Dieser Satz brachte aber noch eine weitere Erkenntnis für mich. Wenn es den Scannern in meinem Leben gelungen ist, mich zum funktionieren zu bringen, dann könnte das ja auch eine Strategie meines Feindes Menière sein!

Das Angebot meiner Ärzte, dieser Krise mit Medikamenten zu begegnen, habe ich abgelehnt. In einer kurzen Zeit vor der Gentamycintherapie wurde ja mit verschiedenen Präparaten experimentiert. Diese hatten keinen Erfolg gebracht, aber meinen Körper belastet. Auch die ohrtoxische Substanz Gentamycin hatte Nebenwirkungen, die ich noch Tage später spüren konnte. Im Schulterbereich, bis hin zu Oberarmen und Zwischenrippenmuskeln verspürte ich eine Art Muskelkater. Ich wollte mich wiederfinden, nicht mich noch mehr verlieren. Das war eine gute und richtige Entscheidung, wenn ich sie im Nachhinein noch werten will.

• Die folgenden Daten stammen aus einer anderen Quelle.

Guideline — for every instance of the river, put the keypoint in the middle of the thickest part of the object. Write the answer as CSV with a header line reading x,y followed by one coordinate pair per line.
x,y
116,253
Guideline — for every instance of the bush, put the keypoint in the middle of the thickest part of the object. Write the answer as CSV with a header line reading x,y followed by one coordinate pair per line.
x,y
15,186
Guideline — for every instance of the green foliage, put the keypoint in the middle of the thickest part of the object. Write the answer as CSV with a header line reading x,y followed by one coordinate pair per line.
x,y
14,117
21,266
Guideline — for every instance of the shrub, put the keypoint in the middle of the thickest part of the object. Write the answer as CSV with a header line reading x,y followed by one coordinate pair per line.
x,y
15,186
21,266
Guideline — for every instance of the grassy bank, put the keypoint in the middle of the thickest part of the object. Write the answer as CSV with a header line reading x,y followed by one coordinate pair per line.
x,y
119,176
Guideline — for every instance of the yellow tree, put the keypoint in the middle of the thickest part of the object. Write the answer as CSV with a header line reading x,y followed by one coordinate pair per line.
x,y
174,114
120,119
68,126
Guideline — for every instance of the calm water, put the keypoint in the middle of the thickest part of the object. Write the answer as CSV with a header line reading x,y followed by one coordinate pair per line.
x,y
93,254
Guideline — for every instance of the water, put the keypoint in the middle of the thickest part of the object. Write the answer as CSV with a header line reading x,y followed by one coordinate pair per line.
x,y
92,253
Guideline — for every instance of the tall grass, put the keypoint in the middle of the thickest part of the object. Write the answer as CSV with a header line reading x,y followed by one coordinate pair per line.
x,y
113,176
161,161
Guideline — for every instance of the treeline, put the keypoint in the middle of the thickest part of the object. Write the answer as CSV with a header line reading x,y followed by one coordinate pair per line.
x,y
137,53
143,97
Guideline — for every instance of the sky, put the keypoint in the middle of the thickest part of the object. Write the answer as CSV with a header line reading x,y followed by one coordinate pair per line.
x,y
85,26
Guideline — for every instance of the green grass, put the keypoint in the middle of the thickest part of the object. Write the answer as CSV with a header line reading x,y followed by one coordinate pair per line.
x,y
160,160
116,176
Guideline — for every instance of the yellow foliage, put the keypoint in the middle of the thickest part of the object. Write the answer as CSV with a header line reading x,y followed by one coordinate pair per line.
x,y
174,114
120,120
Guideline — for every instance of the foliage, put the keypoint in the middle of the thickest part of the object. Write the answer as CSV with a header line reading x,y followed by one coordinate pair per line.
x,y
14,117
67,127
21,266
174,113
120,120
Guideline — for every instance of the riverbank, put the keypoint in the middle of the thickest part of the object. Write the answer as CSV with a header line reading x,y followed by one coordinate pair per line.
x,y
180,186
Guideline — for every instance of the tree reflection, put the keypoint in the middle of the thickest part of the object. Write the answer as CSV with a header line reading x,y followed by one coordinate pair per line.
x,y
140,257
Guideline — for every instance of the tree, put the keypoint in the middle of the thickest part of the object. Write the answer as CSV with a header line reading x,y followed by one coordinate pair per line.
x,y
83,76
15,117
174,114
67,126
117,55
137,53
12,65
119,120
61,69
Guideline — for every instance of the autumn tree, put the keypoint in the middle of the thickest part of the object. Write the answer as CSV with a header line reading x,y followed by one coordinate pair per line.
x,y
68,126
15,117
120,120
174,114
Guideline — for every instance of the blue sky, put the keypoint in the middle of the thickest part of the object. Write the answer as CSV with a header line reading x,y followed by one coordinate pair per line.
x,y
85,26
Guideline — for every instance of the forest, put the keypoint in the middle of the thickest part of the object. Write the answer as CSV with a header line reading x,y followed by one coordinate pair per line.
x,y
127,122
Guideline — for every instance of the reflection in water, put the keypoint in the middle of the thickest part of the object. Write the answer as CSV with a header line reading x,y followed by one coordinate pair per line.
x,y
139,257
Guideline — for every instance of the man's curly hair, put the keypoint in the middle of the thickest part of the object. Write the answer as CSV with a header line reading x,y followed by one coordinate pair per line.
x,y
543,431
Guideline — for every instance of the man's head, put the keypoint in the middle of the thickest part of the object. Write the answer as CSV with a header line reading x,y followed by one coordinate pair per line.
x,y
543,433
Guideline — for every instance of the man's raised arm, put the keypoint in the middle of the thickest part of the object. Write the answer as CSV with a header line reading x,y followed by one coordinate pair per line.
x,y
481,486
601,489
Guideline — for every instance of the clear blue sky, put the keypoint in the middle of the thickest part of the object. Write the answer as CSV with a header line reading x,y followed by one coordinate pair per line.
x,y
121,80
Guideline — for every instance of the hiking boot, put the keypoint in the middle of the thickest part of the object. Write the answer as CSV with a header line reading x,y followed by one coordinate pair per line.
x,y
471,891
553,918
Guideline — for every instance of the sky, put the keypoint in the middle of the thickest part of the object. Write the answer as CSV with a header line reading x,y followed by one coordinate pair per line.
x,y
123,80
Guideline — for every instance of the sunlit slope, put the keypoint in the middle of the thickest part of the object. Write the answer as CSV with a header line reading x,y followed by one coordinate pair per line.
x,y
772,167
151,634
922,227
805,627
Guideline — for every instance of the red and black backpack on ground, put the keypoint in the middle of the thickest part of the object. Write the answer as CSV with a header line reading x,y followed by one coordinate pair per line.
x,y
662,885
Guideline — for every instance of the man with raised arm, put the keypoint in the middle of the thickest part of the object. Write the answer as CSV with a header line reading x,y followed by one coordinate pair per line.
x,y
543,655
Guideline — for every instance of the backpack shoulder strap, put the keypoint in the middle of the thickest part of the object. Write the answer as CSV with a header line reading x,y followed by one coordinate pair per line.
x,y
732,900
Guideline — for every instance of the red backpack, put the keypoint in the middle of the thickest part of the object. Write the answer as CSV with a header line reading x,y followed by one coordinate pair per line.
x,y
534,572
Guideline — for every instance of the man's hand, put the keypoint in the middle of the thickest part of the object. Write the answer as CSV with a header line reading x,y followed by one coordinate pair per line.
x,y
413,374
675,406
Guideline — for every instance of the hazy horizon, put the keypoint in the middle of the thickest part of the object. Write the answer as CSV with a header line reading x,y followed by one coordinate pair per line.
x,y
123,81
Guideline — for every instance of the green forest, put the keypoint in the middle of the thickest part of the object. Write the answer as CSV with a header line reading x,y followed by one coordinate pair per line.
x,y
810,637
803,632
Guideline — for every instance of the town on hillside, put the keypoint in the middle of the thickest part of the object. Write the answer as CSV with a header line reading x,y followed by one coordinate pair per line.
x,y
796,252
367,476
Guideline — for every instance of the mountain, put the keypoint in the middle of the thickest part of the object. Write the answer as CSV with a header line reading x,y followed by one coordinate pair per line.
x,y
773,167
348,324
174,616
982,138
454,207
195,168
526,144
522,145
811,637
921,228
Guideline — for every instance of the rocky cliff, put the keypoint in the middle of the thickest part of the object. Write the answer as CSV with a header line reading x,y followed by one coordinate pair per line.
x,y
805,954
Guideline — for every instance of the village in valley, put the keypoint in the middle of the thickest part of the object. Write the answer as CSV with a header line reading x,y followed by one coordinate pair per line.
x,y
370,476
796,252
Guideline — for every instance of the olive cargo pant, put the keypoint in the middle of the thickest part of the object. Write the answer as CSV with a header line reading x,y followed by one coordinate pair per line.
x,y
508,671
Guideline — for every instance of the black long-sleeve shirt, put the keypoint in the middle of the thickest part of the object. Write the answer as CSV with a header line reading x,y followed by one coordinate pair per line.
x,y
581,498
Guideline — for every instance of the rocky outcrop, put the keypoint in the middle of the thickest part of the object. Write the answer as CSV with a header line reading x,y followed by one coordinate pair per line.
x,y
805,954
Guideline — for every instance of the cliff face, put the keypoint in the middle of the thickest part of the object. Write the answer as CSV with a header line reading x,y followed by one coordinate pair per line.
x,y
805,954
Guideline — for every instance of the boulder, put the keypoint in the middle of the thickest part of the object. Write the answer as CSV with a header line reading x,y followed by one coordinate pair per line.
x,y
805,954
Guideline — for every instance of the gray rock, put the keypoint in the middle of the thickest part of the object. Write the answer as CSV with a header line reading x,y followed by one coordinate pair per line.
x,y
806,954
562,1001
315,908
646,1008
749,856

Meine Verhaltenstherapie hatte ich abgeschlossen. Trotzdem fühlte ich, dass ich noch Zeit brauchte. Es gab ja keine Heilung, kein Wiederherstellen des ganz alten Gesundheitszustandes. Nur ein Arrangieren mit dem, was mir geblieben war. Dazu gehörte auch die Angst, die war mir noch geblieben. Sie hatte zwar nicht mehr diese Macht über mich, bestimmte nicht mehr mein Leben, war aber latent vorhanden. Es war ein Gefühl, das sich über Jahrzehnte manifestieren konnte. Es wäre vermessen von mir gewesen, wenn ich erwartet hätte, es nach ein paar Therapiestunden und Selbstreflektion sie so einfach ablegen zu können, wie eine abgetragene Jacke.